In a recent newsletter I mentioned a little game we sometimes play here at the museum – “What’s your favorite artifact?”. Actually, we seem to play and talk about this topic very often. It seems that with over 27,000 eclectic artifacts at Museum Village, there is no shortage of possibilities. And, as is often the case, depending upon day and time, we all change our minds. Today it may be Harry, tomorrow it may be the Hog Oiler.
During the cold winter months when people may think the museum is locked up and shuttered, we are forever planning. We spend hours debating the new exhibits and displays. So, sitting around the table with Lori, Samantha, Holly, Dawn and Christine it really is a “Round Table Discussion” and some intense “Brain Storming”.
We look at each and every building and talk about how we can update, enhance and improve the exhibits. We talk about which artifacts stay, which do we move to storage for another day and which do we add. Our goal is to make sure the visitor first of all enjoys the exhibit, sees something new from the last visit, and wants to return again.

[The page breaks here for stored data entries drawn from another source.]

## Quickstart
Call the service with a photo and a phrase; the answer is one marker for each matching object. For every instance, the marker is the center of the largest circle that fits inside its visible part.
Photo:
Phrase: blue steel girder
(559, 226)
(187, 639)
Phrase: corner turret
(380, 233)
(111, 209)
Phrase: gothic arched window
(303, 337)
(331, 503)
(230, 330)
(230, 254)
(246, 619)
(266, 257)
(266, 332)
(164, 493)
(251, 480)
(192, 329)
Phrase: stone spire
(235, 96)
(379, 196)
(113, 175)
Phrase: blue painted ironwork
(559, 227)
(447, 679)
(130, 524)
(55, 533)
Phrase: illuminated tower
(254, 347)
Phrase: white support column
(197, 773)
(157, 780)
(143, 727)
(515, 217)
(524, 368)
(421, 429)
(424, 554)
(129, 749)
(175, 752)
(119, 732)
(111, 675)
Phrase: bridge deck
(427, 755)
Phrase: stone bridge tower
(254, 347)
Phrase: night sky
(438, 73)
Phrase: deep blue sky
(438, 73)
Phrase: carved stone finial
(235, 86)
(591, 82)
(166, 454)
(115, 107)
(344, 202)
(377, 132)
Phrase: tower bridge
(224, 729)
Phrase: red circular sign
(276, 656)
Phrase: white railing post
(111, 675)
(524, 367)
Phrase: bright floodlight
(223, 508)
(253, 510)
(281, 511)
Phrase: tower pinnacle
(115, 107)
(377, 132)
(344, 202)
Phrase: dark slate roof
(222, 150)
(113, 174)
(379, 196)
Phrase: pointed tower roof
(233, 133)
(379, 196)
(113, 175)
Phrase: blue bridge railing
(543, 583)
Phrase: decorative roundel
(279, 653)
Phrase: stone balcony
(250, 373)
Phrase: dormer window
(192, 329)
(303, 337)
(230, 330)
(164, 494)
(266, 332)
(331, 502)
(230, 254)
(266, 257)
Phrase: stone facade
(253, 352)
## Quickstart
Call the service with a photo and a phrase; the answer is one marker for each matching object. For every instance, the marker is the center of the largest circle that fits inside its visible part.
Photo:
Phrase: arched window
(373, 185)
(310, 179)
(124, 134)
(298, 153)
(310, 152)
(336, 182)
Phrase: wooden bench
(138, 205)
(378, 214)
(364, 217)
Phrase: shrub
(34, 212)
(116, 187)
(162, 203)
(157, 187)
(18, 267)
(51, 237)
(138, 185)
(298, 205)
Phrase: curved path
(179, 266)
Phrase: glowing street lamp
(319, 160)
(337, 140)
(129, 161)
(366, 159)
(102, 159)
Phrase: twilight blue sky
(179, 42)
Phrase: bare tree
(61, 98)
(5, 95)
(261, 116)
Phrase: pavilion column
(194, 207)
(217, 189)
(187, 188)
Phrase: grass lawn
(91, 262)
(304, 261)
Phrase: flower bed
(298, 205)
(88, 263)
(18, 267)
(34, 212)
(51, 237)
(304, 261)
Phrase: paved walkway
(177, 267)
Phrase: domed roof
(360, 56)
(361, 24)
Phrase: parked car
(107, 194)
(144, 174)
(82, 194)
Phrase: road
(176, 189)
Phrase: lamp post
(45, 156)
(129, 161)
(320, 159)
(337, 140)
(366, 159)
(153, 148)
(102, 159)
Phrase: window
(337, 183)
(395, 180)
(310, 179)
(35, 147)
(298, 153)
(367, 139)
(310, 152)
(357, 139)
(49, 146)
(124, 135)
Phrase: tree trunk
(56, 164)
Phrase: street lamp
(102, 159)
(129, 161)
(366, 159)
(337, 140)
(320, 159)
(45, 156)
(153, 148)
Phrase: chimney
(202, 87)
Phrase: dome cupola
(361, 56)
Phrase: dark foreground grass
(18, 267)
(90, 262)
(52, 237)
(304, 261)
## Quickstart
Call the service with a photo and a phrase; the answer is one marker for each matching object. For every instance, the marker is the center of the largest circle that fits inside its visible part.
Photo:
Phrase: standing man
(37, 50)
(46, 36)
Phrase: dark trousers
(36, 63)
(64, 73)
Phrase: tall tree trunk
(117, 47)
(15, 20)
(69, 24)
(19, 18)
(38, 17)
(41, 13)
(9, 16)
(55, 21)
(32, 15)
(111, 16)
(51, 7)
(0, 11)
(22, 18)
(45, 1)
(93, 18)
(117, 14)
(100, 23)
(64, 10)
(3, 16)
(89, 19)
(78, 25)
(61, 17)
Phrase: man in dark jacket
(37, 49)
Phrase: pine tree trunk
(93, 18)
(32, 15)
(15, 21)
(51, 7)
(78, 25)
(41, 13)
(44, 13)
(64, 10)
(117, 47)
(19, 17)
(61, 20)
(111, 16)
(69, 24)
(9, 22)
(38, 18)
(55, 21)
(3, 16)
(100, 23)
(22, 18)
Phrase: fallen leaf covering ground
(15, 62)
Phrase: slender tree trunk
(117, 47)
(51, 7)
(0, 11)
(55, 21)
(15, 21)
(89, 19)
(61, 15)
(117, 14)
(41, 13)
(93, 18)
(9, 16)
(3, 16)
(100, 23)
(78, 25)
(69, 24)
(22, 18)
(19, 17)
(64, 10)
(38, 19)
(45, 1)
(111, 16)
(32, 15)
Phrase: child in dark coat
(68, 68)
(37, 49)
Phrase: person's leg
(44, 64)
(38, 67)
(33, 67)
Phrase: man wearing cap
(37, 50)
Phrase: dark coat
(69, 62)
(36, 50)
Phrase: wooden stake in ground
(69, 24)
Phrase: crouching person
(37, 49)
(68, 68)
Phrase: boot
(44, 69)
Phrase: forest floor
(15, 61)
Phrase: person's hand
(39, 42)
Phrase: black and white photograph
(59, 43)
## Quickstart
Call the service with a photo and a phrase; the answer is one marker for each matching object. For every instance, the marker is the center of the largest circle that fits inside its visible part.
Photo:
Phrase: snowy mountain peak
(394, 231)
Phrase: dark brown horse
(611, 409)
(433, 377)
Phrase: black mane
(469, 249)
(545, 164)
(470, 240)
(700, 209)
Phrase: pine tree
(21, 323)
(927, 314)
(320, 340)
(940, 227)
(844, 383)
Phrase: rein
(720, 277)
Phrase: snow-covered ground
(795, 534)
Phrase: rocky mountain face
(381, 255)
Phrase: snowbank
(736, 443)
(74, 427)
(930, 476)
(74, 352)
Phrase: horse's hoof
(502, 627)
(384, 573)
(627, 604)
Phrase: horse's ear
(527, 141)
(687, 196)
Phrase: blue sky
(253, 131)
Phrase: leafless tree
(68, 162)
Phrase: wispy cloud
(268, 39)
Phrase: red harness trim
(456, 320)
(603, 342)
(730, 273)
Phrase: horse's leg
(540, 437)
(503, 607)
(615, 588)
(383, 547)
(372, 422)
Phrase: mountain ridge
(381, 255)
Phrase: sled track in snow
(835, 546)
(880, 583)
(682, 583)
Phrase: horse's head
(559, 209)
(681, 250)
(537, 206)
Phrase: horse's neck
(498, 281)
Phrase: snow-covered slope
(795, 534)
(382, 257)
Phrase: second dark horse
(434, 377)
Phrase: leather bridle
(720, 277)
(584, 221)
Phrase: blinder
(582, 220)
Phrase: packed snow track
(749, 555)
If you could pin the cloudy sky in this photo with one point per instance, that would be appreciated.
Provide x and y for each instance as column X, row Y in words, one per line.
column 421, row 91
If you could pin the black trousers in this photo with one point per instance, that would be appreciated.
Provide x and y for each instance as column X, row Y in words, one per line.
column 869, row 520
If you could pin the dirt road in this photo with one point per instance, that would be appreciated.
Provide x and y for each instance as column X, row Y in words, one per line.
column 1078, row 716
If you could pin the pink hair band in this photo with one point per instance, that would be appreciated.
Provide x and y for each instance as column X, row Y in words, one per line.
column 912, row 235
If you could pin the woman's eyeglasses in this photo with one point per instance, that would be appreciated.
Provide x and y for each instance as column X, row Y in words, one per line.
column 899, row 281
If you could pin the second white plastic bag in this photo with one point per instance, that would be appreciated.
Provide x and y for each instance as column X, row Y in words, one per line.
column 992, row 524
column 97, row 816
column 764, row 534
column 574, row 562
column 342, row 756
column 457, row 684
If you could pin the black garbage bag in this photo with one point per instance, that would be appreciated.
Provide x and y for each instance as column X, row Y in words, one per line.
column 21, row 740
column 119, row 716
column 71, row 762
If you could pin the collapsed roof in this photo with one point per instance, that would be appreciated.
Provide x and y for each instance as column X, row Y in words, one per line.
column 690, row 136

So what does go into the thought process of our exhibits? Let’s take a time journey into one of our last exhibit debates and maybe get an idea. For this particular session we will talk about the Log Cabin. (This log cabin originally stood just beyond the forest of Dean’s Mine, halfway between Central Valley and Highland Falls, New York. It was built sometime in the late 18th century, probably after the Revolutionary War. Like most log cabins, additions and siding were added later.)
First thought is what do we want to highlight? Yes, there may not be many changes here but it is still a necessary process we must go through.
“So what do we highlight here?”
“I think the Toe Toaster is pretty neat. It’s fun to show this to the kids.”
“I agree. Toe Toaster. Toasts bread at ground level and you use your foot to turn it over. Kids do like that.”
“Kids do like hearing about it. And, of course, there’s the Rope Trundle Bed and Bed Key. It has a great story and everyone is always interested.”
“Great artifacts and stories. Don’t want to make any changes there.
“Showing everyone the first brillo pad is neat. Showing everyone how pots and pans were scrubbed. Everyone should be happy they have a dish washer.”
“Also, the horn spoon/lantern. This shows how nothing was ever wasted. Not like today.”
“Are there any problems we ran into recently that we need to address or any new artifacts we should add to the interpretation?”
This conversation can go on for quite some time and very often carries over day after day. And since the buildings in the village are entwined together – Supplies for the School House and be “purchased” in the Merritt General Store – we find ourselves going from building to building over and over again.
The debate and discussion are never over as we work on making sure the visitor is informed and entertained. “Our favorite artifacts” keep prompting us to boast about what we have. We are proud and we want the demonstration and exhibit to create a discussion and conversation. And we want it to be memorable. The discussion shouldn’t end when you leave the museum. It should just take you on another route back to asking more questions.
The artifacts here at the museum are very precious and some of them, as you can imagine, are indeed very special to each of us. When you have the opportunity to visit the museum and enjoy our exhibits and displays, please take to time to talk with us. Ask us about our favorites.
As you’re leaving Museum Village, think and ask yourself: “What was my favorite artifact? What will I remember for a long time? What unexpected surprises did I enjoy the most?”